Christine couldn't take her eyes from the photograph. The old woman's black-and-white gaze was strangely hypnotic, and a cold radiation seemed to emanate from it.
In the front seat, Joey was talking to Pete Lockburn about Steven Spielberg's E. T, which Joey had seen four times and which Lockburn seemed to have seen more often than that. Her son's voice sounded far away, as if he were on a distant mountain, already lost to her.
Charlie switched off the penlight.
Christine was relieved when shadow fell across the photograph, breaking the uncanny hold it had on her. She put it in the envelope, returned the envelope to Charlie." She's head of this cult?"
"She is the cult. It's primarily a personality cult. Her religious message isn't anything special or unique; the whole thing's in the way she delivers it. If anything happened to Grace, her followers would drift away and the church would probably collapse."
"How can a crazy old woman like that draw any followers?
She sure didn't seem charismatic to me."
"But she is," Charlie said." I've never spoken to her myself, but Henry Rankin has. He handled that case I mentioned, the two little kids whose mother took them with her into the cult.
And he told me Grace has a certain undeniable magnetism, a very forceful personality. And although her message isn't particularly new, it's dramatic and exciting, just the sort of thing that a certain type of person would respond to with enthusiasm."
" What is her message?"
"She says we're living in the last days of the world."
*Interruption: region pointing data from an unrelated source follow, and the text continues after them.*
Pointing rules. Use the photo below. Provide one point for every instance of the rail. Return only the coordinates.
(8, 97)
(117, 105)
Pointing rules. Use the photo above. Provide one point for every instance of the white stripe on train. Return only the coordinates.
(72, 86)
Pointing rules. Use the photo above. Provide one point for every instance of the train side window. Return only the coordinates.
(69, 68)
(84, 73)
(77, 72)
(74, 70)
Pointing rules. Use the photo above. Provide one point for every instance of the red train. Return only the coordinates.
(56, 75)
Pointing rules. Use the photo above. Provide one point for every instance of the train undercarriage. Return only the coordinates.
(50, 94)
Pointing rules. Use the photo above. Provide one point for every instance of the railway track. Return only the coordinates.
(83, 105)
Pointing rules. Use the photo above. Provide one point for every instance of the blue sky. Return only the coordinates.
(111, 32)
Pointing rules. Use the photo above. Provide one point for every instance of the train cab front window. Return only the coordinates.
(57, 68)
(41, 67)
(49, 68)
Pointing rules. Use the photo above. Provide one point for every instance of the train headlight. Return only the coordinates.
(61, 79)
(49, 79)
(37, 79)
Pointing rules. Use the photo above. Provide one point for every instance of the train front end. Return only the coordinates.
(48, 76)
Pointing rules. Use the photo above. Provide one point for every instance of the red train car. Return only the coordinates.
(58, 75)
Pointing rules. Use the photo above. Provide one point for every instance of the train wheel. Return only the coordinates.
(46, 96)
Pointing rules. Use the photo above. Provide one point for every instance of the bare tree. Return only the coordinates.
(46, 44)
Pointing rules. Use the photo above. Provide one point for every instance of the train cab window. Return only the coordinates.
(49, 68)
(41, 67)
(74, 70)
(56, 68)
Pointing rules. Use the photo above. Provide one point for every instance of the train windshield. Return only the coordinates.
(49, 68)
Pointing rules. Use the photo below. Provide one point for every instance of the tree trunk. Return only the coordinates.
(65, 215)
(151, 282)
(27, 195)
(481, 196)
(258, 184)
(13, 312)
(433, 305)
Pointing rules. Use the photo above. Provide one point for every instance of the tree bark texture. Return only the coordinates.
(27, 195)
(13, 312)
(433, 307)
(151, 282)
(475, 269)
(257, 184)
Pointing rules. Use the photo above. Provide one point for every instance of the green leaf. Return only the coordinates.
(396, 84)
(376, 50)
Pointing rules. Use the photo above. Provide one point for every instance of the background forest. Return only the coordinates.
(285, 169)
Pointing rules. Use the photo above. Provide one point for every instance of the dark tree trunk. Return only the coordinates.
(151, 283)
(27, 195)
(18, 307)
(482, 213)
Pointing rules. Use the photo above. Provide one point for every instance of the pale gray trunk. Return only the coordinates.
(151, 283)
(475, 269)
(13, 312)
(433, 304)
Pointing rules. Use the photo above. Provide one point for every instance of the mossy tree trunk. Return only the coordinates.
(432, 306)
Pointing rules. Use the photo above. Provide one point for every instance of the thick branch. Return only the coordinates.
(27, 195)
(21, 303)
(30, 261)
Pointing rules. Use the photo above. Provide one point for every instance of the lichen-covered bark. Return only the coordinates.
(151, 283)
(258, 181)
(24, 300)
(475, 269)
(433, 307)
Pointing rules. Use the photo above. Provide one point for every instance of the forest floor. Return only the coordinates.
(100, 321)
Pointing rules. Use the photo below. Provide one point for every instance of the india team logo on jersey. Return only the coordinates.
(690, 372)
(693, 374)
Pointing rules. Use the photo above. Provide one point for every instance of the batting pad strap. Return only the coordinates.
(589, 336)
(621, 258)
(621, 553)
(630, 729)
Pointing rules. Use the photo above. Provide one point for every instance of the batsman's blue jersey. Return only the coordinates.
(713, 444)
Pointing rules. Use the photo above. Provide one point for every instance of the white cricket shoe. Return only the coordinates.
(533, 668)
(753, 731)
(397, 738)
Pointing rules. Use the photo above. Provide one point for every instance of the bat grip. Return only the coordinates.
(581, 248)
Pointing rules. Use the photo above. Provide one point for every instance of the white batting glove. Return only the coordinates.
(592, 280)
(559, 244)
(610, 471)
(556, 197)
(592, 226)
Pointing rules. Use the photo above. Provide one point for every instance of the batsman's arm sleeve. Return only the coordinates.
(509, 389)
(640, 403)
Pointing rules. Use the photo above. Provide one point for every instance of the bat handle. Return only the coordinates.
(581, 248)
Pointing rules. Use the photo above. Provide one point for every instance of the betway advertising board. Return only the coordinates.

"Every religious crackpot from here to Maine has made that proclamation at one time or another."
"Of course."
"So there must be more to it. What else does she say?"
Charlie hesitated, and she sensed that he dreaded having to tell her the rest.
" Charlie?"
He sighed." Grace says the Antichrist has already been born."
"I've heard that one, too. There's one cult around that says the Antichrist is the King of Spain."
"That's a new one to me."
"Others say the Antichrist will be the man who takes over the Russian government after the current Premier."